Le message est clair. Le sens est donc ailleurs. Dans le hors-jeu ? De quoi s’agit-il exactement ?
Le film relate les moments de la vie d’un groupe de jeunes hommes dans la fleur de l’âge, fermiers de leur état, qui défendent chaque week-end les couleurs de leur équipe au cours de matchs de rugby. En Nouvelle-Zélande, ce sport n’est pas seulement une institution, il est également « une obsession nationale ».
Or ici ce que nous pouvons voir ce sont des attitudes comportementales de ces jeunes joueurs non seulement sur le terrain, mais aussi dans la vie. Coule t-il en eux, le sang des Maoris ? Sont-ils dotés du mana, propre à cette culture3 ? Le film le laisse à penser.
Pour se préparer au combat, les joueurs exécutent, tels des guerriers, une sorte de ballet tribal dans lequel se mêlent accolades, cris presque féroces : reliquat des combattants ancestraux dont-ils descendent ? Les sauts : des invocations à leurs forces originelles ? Sur le terrain ils seront fair-play. Dès leur enfance les règles de bonne conduite leur ont été inculquées. Pas de crocs-en-jambe, pas de coups bas. Le jeu est fraternel, propre bien mené et ce, dans un moment difficile car l’équipe a été déficiante lors des derniers matchs disputés. Ces hommes doivent relever le défi, ce qui sera fait.
Le titre est lourd de sens. Il s’agit de reprendre le terrain, pied par pied, pouce par pouce, ici et ailleurs. Ailleurs , le titre implique t-il le combat que les paysans doivent mener pour garder leurs terres, menacées par les grands propriétaires, éviter l’exil vers les villes ? Evoque-t-il le combat que les Maoris4 ont dû mener pour garder leurs droits5 ?
The Ground We Won résonne comme un coup de tonnerre... Nous, nous contentons d’y voir les merveilleux échanges entre des êtres humains chaleureux, attentifs aux autres, veillant aussi bien sur leurs petits que sur leurs vaches, les aidant sans cesse à mettre leurs veaux au monde.

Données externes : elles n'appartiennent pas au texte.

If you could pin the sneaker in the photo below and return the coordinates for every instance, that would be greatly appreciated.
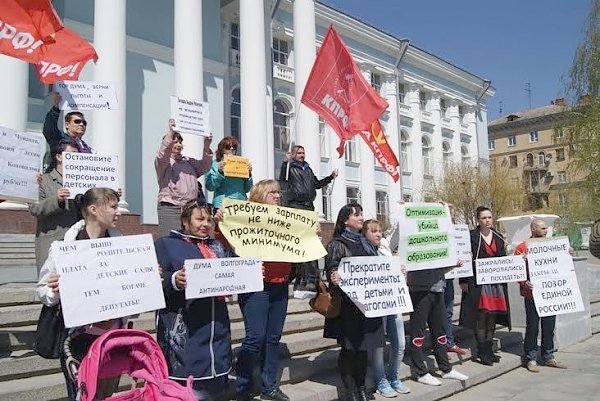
(399, 387)
(275, 395)
(455, 375)
(384, 389)
(429, 380)
(532, 367)
(553, 363)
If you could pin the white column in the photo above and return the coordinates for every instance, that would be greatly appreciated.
(253, 86)
(110, 42)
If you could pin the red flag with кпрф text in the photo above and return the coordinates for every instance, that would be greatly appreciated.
(337, 91)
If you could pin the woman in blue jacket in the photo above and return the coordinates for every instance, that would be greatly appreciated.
(194, 334)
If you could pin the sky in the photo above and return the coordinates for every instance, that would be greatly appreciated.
(510, 42)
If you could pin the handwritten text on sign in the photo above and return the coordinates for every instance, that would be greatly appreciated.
(216, 277)
(426, 236)
(82, 171)
(552, 273)
(504, 269)
(191, 116)
(375, 284)
(20, 160)
(273, 233)
(82, 95)
(107, 278)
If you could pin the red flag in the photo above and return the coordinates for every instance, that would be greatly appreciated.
(337, 91)
(24, 26)
(64, 59)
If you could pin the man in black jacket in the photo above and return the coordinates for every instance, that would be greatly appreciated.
(302, 185)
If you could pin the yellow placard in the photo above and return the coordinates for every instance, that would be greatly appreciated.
(273, 233)
(236, 166)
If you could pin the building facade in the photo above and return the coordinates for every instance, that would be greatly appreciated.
(250, 60)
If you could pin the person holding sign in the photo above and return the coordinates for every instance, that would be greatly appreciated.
(195, 334)
(222, 185)
(177, 178)
(484, 306)
(539, 229)
(355, 333)
(99, 207)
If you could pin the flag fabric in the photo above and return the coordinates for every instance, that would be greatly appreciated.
(25, 25)
(337, 91)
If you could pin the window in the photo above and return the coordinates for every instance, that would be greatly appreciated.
(281, 125)
(533, 136)
(280, 51)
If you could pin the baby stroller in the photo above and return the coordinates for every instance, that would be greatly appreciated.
(131, 352)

Quand la caméra quitte très momentanément les joueurs, elle nous balade dans des paysages telles des encres chinoises, stupéfiants de beauté, caressant avec amour la terre de ses brumes... La caméra revient alors vers l’un des protagonistes du groupe, cette fois filmant non le rugbyman, mais le fermier qui vient de mettre un veau au monde. Assis sur le flanc de sa vache encore allongée, l’homme fait une pause et prend le temps de la réflexion. On dirait Zeus. Mais un Zeus bien narquois, sceptique et détaché, se demandant peut-être où va le monde.
Sylvie Reymond-Lépine
Locarno-Magadino, 18-19-20 août 2015
NOTES
1. [« Le Terrain que nous avons conquis »,] film en noir et blanc, du réalisateur new-zélandais Christopher Pryor, 2015.
2. Christopher Pryor a déjà réalisé plusieurs autres documentaires : Kai Kohe Demolition (2004) ; Rubbings from a Live Man (2008) ; Land of a the Long White Cloud (2009) ; Assume Nothing (2009) ; How Far Is Heave (2012).
3. Dans la culture maorie, chaque individu est doté d’un mana, c’est-à-dire qu’il détient les valeurs de loyauté, de solidarité. Ces valeurs comptent davantage que les hiérarchies de rang ou de forme.
4. Maori : être humain, peuple de la Terre.
5. Depuis les années 1960, les Maoris vivent une renaissance culturelle. En 2004, création du Maori Party. Des écoles en langue maorie sont alors crées.